По краю тротуара на площади Манцони Сильвано нервно бегал взад-вперед вдоль рейсового автобуса. А она злилась на его громкий, бесстыжий голос, перекрикивавший все шумы вокруг, она чувствовала на себе взгляды пассажиров, становившиеся тем беззастенчивей, чем громче этот псих там, на тротуаре, пялясь на нее при всех, орал «Петер!». Он прокричал это по меньшей мере столько же раз, сколько давеча учительница внизу в классе вопила свое «Нет!».
Она могла наблюдать за Сильвано из окошка страховой конторы, где работала машинисткой, поглядывая в бар напротив, — там Сильвано, расположившись возле стойки, одна нога по привычке чуть выставлена вперед, локоть на прилавке, пил свое пиво. Он был не слишком разговорчив с друзьями, обычно обступавшими его полукругом. Народу в баре по большей части бывало немного, но все равно рукой, в которой Сильвано держал кружку, он, казалось, норовит отодвинуть всех от себя подальше. Глаза его были почти неуловимы, терялись в мягких, чуть расплывчатых чертах лица.
А она влюбилась в него просто без памяти. От идиотского счастья ног под собой не чуяла, идя по тротуару, на глазах у прохожих ни с того ни с сего без разбега чуть ли не на метр в высоту подпрыгивала, а то и выше. Заявившись к парикмахеру, потребовала остричь себя как можно короче. Крупные каштановые локоны покатились по белой накидке. Каждое новое вгрызание стригущей машинки в свою химическую завивку она физически ощущала как высвобождение и вознесение к чему-то совсем иному, небывалому, важному: в новое ВРЕМЯ и в новый МИР, какими они виделись ей по многозначительным названиям одноименных газет. Сильвано сказал:
— Не смей ничего прятать, вечно ты что-то скрываешь.

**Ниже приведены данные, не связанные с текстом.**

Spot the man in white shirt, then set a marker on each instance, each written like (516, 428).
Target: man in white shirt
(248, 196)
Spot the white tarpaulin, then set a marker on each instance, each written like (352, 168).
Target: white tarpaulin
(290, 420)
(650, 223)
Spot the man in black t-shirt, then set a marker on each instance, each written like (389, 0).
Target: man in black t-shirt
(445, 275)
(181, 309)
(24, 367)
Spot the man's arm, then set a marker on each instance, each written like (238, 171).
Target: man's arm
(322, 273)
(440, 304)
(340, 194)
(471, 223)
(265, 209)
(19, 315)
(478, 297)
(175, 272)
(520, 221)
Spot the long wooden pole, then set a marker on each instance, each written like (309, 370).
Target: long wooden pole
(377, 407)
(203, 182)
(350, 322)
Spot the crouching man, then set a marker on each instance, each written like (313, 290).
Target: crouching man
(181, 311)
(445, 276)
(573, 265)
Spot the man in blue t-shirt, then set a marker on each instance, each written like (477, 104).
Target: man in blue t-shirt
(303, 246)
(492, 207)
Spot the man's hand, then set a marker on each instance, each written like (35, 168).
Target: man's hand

Но она в ответ только хохотала как от щекотки.
— Знаешь что, — заявила она как-то раз одной знакомой, повстречав ее на мосту, — знаешь что, — повторила она, а потом только и добавила: — Мне хорошо.
В первые дни, первые полгода или, может, даже год это была какая-то блаженная игра в прятки. Она прятала Сильвано от себя и сама пряталась от него — игра, но, может, и страх, боязнь приблизиться и в этой слишком большой близи другого испугаться. Не то чтобы они друг к другу вовсе не прикасались, но многое между ними так и оставалось невысказанным, неназванным, потому что казалось тогда неважным, главное было — не обидеть ненароком другого и не дать как-то непоправимо обидеть себя. Сама этого вполне не осознавая, она подавляла желание провести рукой по его глазам, вместо этого только трогала кончиками пальцев его верхнюю губу и корчила ему потешные рожицы. Словно желая сохранить что-то, пусть даже нехорошее, только для себя, укрыть это от Сильвано и от других, лишь бы сберечь под покровом молчания, как много лет таила от всех свое детское открытие: лесных муравьев, в декабре, в оттепель, выползших на снежный наст погреться на солнышке. Так вернее сохранить в себе надежды, думалось ей. Но она не только себя от Сильвано прятала, но и его от других — по крайней мере, ей ужасно хотелось суметь это сделать, запрятать его так, чтобы никто о нем даже говорить не мог, превратить в предмет, которым другие не смогут пользоваться. Мало-помалу, да и то лишь со временем, она заметила, что Сильвано-то ее не прячет, они почти всегда жили на глазах у друзей, у его друзей, оно как-то само собой так получалось. Долго она вообще не осознавала, что живет теперь на другой, итальянской стороне. Самый воздух вокруг сделался мягче, прозрачнее, уступчивей, и даже стены ее конторы как будто расступились. Зато все прежнее, родное, зазвучало вдруг резче, грубее и жестче: «олух», «дурень», «стоять насмерть», «наши горы», «наша победа».